From: "Bergen, Andreas" <Andreas.Bergen <at> all-for-one.com>
To: "'bug-grep <at> gnu.org'" <bug-grep <at> gnu.org>
Subject: Probably found a bug in grep
Date: Wed, 3 Sep 2014 19:11:45 +0000
[Message part 1 (text/plain, inline)]
Hi all,

I've probably found a bug in "grep".
Here's a way how to reproduce it:

s53mgt:/test2 # cat testfile
A
Ä
s53mgt:/test2 # grep -F -eÄ -eA testfile
A
Ä
s53mgt:/test2 # grep -i -eÄ -eA testfile
A
Ä
s53mgt:/test2 # grep -iF -eÄ -eA testfile
A

As you can see the last one does not give A and Ä but only A.

When I do the same with another testfile without an "Ä" (A-Umlaut) in it, it works like expected:
s53mgt:/test2 # cat testfile2
A
B
s53mgt:/test2 # grep -F -eB -eA testfile2
A
B
s53mgt:/test2 # grep -i -eB -eA testfile2
A
B
s53mgt:/test2 # grep -iF -eB -eA testfile2
A
B

s53mgt:/test2 # file testfile testfile2
testfile:  UTF-8 Unicode text
testfile2: ASCII text

Here's some information on my version of "grep".

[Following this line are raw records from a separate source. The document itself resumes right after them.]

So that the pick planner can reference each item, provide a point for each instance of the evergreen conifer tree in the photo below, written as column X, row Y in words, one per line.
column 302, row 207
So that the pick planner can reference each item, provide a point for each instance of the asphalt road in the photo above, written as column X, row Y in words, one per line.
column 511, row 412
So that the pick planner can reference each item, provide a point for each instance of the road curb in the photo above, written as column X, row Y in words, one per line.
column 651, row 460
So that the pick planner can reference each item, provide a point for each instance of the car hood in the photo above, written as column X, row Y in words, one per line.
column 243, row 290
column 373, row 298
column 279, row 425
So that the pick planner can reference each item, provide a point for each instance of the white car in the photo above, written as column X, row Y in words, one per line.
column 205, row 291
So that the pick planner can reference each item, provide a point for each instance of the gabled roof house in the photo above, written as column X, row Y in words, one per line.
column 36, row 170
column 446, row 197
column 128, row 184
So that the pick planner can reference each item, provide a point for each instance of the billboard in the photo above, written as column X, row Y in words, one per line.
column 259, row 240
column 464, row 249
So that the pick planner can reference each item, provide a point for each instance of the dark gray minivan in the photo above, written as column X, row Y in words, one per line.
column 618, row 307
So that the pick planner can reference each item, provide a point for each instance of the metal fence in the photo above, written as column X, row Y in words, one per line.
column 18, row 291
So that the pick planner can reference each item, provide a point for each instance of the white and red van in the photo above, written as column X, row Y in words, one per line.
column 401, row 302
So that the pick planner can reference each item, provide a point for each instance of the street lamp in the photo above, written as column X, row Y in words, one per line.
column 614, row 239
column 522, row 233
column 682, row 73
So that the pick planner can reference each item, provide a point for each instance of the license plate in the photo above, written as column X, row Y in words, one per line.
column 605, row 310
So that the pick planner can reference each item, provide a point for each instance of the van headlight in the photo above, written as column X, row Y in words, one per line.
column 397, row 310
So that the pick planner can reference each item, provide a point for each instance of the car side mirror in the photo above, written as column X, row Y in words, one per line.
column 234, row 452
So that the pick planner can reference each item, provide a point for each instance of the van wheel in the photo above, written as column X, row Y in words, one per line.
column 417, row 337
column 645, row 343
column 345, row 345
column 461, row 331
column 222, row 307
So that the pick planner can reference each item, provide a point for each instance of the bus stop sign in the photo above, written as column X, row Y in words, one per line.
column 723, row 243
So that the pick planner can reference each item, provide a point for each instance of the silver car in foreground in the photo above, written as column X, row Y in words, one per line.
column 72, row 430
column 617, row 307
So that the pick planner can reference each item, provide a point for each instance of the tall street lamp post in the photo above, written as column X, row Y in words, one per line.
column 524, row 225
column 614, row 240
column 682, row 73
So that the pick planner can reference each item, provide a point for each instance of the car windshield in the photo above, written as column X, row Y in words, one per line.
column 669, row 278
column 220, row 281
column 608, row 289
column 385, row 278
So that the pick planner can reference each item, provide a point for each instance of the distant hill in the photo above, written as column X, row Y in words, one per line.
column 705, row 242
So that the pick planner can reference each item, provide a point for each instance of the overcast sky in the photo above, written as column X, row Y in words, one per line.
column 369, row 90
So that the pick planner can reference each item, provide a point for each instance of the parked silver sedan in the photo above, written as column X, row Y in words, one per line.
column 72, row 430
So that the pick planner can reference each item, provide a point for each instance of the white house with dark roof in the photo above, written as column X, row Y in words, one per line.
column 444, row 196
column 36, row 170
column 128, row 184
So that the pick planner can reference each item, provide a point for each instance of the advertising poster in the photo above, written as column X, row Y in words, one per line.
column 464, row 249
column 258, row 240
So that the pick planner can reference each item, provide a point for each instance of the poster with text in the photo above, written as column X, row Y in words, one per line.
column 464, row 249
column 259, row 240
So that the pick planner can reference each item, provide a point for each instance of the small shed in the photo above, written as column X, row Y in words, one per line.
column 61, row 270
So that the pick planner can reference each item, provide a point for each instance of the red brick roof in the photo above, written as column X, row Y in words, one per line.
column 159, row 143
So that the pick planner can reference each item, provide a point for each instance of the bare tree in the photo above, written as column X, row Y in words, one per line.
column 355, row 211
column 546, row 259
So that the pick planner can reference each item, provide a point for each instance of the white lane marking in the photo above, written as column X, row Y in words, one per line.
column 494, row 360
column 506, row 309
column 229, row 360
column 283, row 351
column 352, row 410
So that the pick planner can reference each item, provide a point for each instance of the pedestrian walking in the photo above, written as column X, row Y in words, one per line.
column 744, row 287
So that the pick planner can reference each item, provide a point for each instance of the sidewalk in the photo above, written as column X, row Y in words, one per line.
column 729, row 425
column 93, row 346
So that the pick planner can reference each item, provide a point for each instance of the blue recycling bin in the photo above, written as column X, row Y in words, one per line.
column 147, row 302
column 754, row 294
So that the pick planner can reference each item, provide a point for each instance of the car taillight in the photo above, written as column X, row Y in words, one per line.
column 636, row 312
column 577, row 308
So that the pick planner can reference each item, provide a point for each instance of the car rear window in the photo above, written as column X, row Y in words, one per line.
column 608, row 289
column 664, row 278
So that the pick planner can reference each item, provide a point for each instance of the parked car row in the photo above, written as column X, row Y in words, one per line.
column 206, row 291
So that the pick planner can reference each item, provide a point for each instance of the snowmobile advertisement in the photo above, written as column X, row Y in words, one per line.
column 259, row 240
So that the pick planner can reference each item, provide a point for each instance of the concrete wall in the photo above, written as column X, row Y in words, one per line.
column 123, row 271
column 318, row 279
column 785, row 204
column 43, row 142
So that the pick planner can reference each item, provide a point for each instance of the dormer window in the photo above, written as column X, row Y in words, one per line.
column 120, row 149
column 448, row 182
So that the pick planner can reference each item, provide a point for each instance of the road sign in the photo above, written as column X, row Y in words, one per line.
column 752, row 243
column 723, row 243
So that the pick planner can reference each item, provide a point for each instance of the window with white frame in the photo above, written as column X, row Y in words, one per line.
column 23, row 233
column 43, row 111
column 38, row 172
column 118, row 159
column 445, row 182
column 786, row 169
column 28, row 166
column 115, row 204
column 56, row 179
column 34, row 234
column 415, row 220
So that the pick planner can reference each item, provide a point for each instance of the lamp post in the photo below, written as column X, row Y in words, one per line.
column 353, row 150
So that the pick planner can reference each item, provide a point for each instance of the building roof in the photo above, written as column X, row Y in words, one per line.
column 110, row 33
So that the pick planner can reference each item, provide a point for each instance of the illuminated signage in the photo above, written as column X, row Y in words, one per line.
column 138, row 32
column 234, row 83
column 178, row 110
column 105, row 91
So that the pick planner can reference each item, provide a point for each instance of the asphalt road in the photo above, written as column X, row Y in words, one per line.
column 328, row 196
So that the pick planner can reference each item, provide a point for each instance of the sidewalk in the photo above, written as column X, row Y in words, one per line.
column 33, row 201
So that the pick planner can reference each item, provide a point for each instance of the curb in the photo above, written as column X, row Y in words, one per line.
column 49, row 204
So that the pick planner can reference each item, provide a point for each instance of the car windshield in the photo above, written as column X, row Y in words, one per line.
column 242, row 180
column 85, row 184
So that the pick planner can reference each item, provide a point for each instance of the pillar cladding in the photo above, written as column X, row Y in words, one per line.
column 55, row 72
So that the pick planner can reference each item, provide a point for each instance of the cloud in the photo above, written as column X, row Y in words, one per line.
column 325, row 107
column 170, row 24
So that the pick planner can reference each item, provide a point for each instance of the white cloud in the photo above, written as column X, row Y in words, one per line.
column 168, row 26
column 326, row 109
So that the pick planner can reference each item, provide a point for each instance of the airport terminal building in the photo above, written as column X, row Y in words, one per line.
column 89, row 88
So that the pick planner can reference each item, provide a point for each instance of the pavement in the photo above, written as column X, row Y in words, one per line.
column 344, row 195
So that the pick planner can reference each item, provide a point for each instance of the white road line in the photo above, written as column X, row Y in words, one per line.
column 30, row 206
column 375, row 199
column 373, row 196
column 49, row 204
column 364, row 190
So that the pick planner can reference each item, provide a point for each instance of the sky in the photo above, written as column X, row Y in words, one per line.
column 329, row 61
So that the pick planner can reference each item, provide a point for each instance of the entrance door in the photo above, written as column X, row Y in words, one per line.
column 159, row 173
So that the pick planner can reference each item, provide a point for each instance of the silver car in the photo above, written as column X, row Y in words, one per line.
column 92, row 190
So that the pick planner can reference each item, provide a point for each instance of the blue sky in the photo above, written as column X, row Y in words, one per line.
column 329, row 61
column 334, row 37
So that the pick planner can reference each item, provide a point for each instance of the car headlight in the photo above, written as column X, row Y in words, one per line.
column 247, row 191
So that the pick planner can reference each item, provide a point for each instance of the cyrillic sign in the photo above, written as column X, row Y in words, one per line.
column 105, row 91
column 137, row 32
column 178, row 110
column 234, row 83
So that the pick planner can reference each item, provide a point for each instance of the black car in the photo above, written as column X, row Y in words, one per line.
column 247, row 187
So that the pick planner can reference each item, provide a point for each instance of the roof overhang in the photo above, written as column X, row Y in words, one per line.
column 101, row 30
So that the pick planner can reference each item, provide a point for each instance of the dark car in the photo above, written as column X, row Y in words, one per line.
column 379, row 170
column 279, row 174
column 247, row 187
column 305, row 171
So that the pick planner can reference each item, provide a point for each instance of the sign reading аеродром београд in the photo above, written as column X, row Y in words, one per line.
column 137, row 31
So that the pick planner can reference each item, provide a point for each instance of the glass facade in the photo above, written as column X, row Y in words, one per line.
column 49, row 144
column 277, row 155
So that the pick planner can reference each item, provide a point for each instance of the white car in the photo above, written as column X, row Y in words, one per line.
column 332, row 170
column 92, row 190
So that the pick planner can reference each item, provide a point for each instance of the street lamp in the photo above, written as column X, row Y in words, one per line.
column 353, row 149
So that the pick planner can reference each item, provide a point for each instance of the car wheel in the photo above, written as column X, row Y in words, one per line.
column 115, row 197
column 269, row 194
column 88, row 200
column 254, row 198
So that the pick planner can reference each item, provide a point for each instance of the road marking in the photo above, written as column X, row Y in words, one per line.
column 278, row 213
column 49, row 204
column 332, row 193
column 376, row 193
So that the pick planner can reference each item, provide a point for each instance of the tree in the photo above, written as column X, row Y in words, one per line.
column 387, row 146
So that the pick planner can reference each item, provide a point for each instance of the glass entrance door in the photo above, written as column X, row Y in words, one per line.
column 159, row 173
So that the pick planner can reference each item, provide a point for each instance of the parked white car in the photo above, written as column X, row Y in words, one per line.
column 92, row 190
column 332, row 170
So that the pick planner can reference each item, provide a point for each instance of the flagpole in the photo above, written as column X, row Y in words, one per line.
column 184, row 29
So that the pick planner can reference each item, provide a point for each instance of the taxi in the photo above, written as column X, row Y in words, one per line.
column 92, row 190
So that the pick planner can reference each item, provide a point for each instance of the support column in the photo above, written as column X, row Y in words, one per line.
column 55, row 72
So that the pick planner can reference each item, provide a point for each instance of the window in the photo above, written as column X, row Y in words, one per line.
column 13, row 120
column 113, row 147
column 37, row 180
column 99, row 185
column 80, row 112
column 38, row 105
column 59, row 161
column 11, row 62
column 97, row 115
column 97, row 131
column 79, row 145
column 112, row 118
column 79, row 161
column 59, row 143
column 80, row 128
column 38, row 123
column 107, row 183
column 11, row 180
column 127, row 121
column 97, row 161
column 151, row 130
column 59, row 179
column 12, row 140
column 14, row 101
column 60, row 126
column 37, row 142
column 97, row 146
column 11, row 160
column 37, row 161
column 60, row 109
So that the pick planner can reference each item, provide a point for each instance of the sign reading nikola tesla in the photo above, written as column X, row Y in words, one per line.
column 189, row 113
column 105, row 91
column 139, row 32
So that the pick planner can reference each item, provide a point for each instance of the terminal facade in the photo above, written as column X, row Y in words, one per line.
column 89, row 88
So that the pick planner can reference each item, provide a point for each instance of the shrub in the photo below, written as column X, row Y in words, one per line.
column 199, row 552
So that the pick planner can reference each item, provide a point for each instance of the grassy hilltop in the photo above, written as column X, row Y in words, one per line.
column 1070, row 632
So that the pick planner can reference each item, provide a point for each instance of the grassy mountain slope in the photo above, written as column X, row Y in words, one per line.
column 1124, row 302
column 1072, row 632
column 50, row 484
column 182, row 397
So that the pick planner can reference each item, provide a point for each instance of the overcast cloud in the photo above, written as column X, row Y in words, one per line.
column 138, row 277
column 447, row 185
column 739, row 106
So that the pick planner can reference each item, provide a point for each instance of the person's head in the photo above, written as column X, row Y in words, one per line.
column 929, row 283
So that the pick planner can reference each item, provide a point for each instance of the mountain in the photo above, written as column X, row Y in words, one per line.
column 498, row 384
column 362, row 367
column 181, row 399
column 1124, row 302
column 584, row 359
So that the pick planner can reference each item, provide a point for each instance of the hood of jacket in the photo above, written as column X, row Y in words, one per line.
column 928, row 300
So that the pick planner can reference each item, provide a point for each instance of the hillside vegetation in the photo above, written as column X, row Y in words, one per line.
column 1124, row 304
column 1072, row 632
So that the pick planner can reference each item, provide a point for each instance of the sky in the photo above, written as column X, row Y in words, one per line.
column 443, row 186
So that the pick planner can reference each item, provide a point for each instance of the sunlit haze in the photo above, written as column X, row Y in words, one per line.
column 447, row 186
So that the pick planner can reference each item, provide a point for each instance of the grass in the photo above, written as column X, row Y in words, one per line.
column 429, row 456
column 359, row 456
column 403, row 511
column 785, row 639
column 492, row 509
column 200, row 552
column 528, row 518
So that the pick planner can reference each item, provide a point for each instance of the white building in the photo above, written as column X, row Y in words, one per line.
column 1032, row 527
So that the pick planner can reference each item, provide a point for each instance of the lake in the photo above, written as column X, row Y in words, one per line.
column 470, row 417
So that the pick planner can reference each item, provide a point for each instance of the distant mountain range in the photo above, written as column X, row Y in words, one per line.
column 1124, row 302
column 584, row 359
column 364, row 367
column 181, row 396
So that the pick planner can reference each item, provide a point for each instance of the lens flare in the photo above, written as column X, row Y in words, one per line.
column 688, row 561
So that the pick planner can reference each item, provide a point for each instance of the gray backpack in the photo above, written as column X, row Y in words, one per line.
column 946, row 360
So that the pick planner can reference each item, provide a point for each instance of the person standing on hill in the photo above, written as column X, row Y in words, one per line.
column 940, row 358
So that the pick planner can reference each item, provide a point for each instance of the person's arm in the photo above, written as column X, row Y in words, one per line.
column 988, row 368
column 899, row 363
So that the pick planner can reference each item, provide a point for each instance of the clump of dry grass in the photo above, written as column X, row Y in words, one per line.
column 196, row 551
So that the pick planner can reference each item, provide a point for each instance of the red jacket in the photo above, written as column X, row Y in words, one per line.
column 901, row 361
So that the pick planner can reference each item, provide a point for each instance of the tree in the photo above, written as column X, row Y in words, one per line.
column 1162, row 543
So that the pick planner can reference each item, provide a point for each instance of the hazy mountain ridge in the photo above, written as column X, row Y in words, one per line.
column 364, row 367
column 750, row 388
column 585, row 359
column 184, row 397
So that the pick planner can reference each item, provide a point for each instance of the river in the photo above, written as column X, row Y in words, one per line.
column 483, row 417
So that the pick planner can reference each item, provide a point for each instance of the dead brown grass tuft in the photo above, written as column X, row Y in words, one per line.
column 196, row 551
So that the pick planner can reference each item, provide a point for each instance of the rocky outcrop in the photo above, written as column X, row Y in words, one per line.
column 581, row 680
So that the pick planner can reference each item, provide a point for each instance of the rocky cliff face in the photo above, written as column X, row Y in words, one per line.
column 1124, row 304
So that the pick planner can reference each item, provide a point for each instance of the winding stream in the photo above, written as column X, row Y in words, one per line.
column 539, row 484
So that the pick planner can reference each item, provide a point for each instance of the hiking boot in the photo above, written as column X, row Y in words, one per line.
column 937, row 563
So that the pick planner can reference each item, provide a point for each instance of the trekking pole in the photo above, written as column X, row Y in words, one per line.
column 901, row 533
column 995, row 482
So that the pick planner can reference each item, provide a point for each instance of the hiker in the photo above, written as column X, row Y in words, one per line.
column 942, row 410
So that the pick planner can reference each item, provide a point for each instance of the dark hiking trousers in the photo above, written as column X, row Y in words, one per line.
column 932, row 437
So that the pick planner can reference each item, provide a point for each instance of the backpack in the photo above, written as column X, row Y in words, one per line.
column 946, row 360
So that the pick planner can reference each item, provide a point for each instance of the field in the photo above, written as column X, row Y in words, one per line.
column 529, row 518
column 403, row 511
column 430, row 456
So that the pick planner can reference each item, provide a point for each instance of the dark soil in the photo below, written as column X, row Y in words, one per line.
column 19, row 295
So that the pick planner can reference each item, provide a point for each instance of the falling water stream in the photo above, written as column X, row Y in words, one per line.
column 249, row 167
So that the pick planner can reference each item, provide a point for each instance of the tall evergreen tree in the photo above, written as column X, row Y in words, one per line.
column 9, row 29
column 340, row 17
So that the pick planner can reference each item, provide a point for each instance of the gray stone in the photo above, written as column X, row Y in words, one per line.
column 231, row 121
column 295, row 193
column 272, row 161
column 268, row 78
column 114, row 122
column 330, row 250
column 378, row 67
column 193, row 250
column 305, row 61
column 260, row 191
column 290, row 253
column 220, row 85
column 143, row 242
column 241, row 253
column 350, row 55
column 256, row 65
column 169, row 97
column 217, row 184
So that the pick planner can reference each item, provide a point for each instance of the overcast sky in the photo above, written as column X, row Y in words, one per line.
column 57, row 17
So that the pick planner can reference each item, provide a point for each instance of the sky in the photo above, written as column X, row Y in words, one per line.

s53mgt:/test2 # rpm -qif /bin/grep
Name        : grep                         Relocations: (not relocatable)
Version     : 2.5.1a                            Vendor: SUSE LINUX Products GmbH, Nuernberg, Germany
Release     : 20.17                         Build Date: Tue Apr 22 03:47:13 2008
Install Date: Mon Jul  6 16:21:37 2009      Build Host: blacher.suse.de
Group       : Productivity/Text/Utilities   Source RPM: grep-2.5.1a-20.17.src.rpm
Size        : 461697                           License: GPL v2 or later
Signature   : DSA/SHA1, Tue Apr 22 03:49:23 2008, Key ID a84edae89c800aca
Packager    : http://bugs.opensuse.org
URL         : http://www.gnu.org/software/grep/
Summary     : Print lines matching a pattern
Description :
GNU grep, the "fastest grep in the west" (hopefully).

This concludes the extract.